Comparison Of Various Machine Learning Models With A Hybrid Model (Cnn–Lstm) Using An Electrocardiographic Image Dataset For Early Prediction Of Cardiovascular Disease
DOI:
https://doi.org/10.64252/45jtma80Keywords:
Heart Disease Prediction, ECG Image, CNN–LSTM Hybrid, Deep Learning, Feature Selection, Ant Lion Optimization, Bat-Inspired Algorithm, Medical AI, Cardiovascular Diagnosis, Non-Invasive Detection.Abstract
Heart disease continues to be a leading cause of mortality across the globe, highlighting the urgent need for accurate, efficient, and non-invasive diagnostic tools. This thesis offers the expansion of a novel machine learning-based framework designed to predict heart disease from “Electrocardiogram (ECG)” image data. The proposed methodology leverages the strengths of deep learning by integrating “Convolutional Neural Networks (CNN)” for spatial feature extraction and “Long Short-Term Memory (LSTM)” networks for capturing temporal dependencies in ECG signals. The hybrid CNN–LSTM architecture is complemented with robust preprocessing techniques and intelligent feature selection mechanisms to enhance predictive accuracy and generalization capabilities.

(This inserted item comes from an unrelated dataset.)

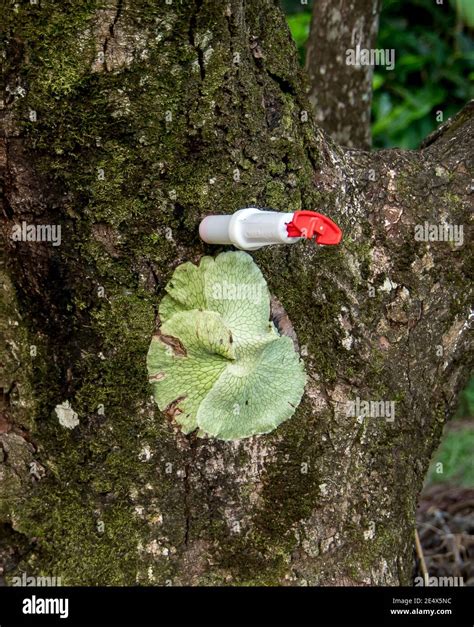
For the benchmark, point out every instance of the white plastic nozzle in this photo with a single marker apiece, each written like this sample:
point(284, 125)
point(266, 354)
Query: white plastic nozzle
point(247, 229)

The study begins with the acquisition of a publicly available ECG image dataset from Kaggle, containing multiple classes of heart conditions, including normal rhythms, myocardial infarction, and other abnormalities. To improve model robustness and mitigate overfitting, various “image augmentation techniques such as rotation, flipping, scaling, brightness modification, and Gaussian noise” were applied. These operations ensured diversity in the training data while preserving the diagnostic integrity of the ECG waveforms. Preprocessing steps like normalization and noise reduction were used to standardize input quality and align it with the requirements of the deep learning model.
A significant innovation in this framework is the use of metaheuristic algorithms-specifically, the “Ant Lion Optimization (ALO)” and “Bat-Inspired Algorithm (BIA)”-for effective feature selection. These optimization methods reduce computational complexity by identifying the most relevant features, thereby enhancing the model’s performance without compromising on accuracy. The selected features are passed through the CNN–LSTM model, where CNN layers detect spatial patterns within the ECG images, and LSTM layers process the sequential nature of heartbeats to capture temporal irregularities often associated with cardiac conditions.

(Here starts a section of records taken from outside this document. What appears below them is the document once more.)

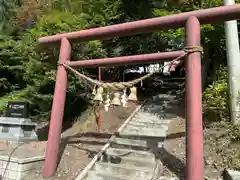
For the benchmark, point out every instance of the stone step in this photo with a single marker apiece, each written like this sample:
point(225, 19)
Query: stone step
point(130, 153)
point(93, 175)
point(140, 143)
point(148, 132)
point(143, 124)
point(131, 161)
point(145, 115)
point(146, 126)
point(148, 120)
point(125, 170)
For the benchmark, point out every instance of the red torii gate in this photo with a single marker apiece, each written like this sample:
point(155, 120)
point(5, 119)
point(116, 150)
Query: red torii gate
point(191, 21)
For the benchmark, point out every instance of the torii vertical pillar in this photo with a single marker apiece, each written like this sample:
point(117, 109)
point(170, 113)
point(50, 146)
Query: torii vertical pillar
point(55, 127)
point(194, 129)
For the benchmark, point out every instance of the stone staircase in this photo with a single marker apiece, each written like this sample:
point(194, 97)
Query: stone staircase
point(132, 153)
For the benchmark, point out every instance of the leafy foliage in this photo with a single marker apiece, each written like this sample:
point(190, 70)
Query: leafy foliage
point(27, 72)
point(215, 98)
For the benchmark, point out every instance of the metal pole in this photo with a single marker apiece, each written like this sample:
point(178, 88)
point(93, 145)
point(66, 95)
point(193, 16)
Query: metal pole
point(55, 126)
point(205, 16)
point(126, 60)
point(233, 59)
point(99, 110)
point(194, 129)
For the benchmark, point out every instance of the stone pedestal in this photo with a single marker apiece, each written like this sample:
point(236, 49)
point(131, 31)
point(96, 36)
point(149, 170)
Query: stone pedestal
point(17, 129)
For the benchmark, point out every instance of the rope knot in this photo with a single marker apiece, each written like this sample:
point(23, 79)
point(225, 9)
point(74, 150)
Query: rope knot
point(191, 49)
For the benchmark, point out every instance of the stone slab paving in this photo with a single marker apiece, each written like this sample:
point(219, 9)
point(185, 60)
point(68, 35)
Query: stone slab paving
point(132, 154)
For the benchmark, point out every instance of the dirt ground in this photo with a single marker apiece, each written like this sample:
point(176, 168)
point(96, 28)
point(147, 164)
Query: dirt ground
point(218, 150)
point(82, 141)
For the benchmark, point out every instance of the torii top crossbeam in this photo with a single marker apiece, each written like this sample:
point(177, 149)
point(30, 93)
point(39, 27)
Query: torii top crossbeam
point(205, 16)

The dataset is divided into 70% training and 30% testing groups using stratified sampling to guarantee fairness and effective learning. Although solo CNN models fail miserably when presented with sequential data, the findings show that, achieving only 49% accuracy, and LSTM models achieve 94% accuracy, the hybrid CNN–LSTM architecture offers a more balanced and powerful solution. It achieves 94% accuracy, 95% precision, 94% recall, and an F1-score of 94%, confirming its superior diagnostic capability.

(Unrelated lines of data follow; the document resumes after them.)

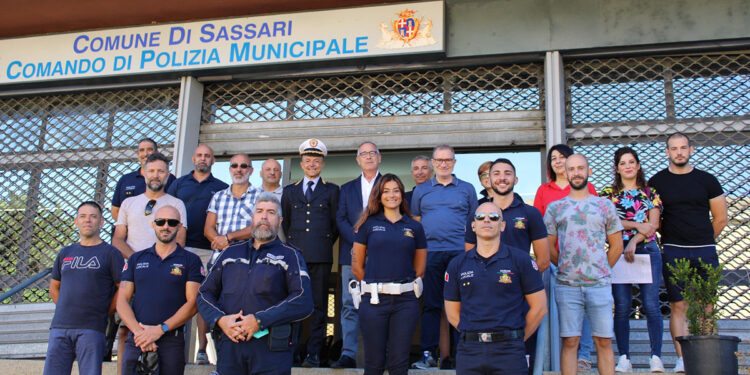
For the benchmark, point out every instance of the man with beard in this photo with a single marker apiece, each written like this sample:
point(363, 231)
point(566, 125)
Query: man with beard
point(163, 283)
point(524, 226)
point(584, 223)
point(196, 189)
point(230, 212)
point(421, 172)
point(134, 183)
point(133, 230)
point(309, 210)
point(687, 230)
point(253, 294)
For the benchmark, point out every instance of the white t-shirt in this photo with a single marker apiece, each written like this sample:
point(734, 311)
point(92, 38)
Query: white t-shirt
point(133, 214)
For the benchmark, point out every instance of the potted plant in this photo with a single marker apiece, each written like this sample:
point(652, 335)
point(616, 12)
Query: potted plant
point(704, 352)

This study not only demonstrates the viability of using deep learning for heart disease detection but also offers a scalable and portable framework suitable for remote and resource-limited healthcare settings. The combination of non-invasive input (ECG images), intelligent optimization, and deep learning makes it a promising tool for real-time applications, wearable technology, and telemedicine platforms. Ultimately, this work contributes meaningfully to the intersection of healthcare and artificial intelligence, paving the way for more advanced, accessible, and automated diagnostic systems in cardiology.